Paul Henning


Paul William Henning was an American producer and screenwriter. Most famous for the television sitcom The Beverly Hillbillies, he was also crucial in developing the "rural" comedies Petticoat Junction and Green Acres for CBS. He was one of the staff writers for George Burns, writing first for the George Burns and Gracie Allen radio show and then the television show throughout its broadcast run.
Author Kurt Andersen described Henning as "the Eli Whitney of American television production."

Early life

Henning was born and grew up on a farm in Independence, Missouri. While working in a drugstore as a teenager, he met future President Harry S. Truman, who advised him to become a lawyer. Although he did attend the Kansas City School of Law, his ambition was to be a singer on the radio. When the local radio station KMBZ had no money for writers to create the "filler" between songs, he became a writer as well as a singer.

Television writer

Writing proved the more lucrative of the two, so he abandoned singing in order to write for series like Fibber McGee & Molly and The George Burns and Gracie Allen Show, and later TV series like The Dennis Day Show, The Real McCoys, and The Andy Griffith Show. Henning was also the creator, writer, and producer of The Bob Cummings Show, where he met many of the actors who appeared in his later series. He produced the Ray Bolger Show, and wrote screenplays such as Lover Come Back, and Bedtime Story, which was re-made in 1988 as Dirty Rotten Scoundrels, and again in 2019, as The Hustle.

Most popular television series

In 1962, Henning created the CBS series, The Beverly Hillbillies—a sitcom based on his past experiences while camping in the Ozarks near Branson, Missouri. He wrote or co-wrote well over 200 of the series' 274 episodes, including every episode of seasons one, two, three, eight, and nine.
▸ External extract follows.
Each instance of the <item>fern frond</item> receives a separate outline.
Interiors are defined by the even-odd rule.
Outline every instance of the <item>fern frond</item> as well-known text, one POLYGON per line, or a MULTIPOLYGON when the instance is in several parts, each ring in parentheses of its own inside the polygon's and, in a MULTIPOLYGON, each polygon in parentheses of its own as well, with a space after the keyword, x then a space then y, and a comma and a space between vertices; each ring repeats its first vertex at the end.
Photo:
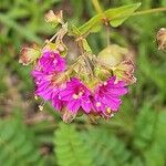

Henning also wrote the music and lyrics for the popular theme song "The Ballad of Jed Clampett".
The Beverly Hillbillies was one of the highest-rated series of all time, and became a feature film about three decades later. After the major success of Hillbillies, CBS gave Henning another half-hour time slot on its schedule. In 1963, Petticoat Junction debuted on CBS and was a great success as well. This series had a starring role for Henning's daughter, Linda Kaye Henning, simply billed as Linda Kaye. In 1965, this was followed by Green Acres, of which Henning was only the casting director and executive producer.
All three programs were popular, achieving major ratings success during most of their runs. However, changing times led CBS to look down on the so-called "ruralcoms" and move in a more "adult", sophisticated direction with series such as All in the Family and The Mary Tyler Moore Show. Thus, in 1971, The Beverly Hillbillies and Green Acres were canceled as a result of the "rural purge", joining Petticoat Junction in syndicated reruns.

Personal life and death

He married Ruth Barth in 1939 and the couple had three children: Linda Kaye Henning, on whom Paul partially based the character of Elly May Clampett; Carol Alice Henning; and Paul Anthony Henning.
Ruth Henning often told her husband about how her female cousins and she often visited her grandparents at the tiny hotel they owned near the Rock Island railroad station located in Eldon, Missouri. This later became the concept for Petticoat Junction.
Later in life, Henning and his wife Ruth donated land to a conservation area near Branson, Missouri. The conservation area is 1,534 acres of oak and hickory forest, steep hills, and glades with four designated trails created by the Missouri Department of Conservation, and one longer trail created largely by the members of Boy Scout Troop 2001.
Many details about Henning's personal life and career were recounted by Ruth in a 1994 manuscript that was discovered in archives and subsequently published in 2017.
Ruth Barth Henning died, aged 88, from a heart attack on January 15, 2002, at their home in Los Angeles.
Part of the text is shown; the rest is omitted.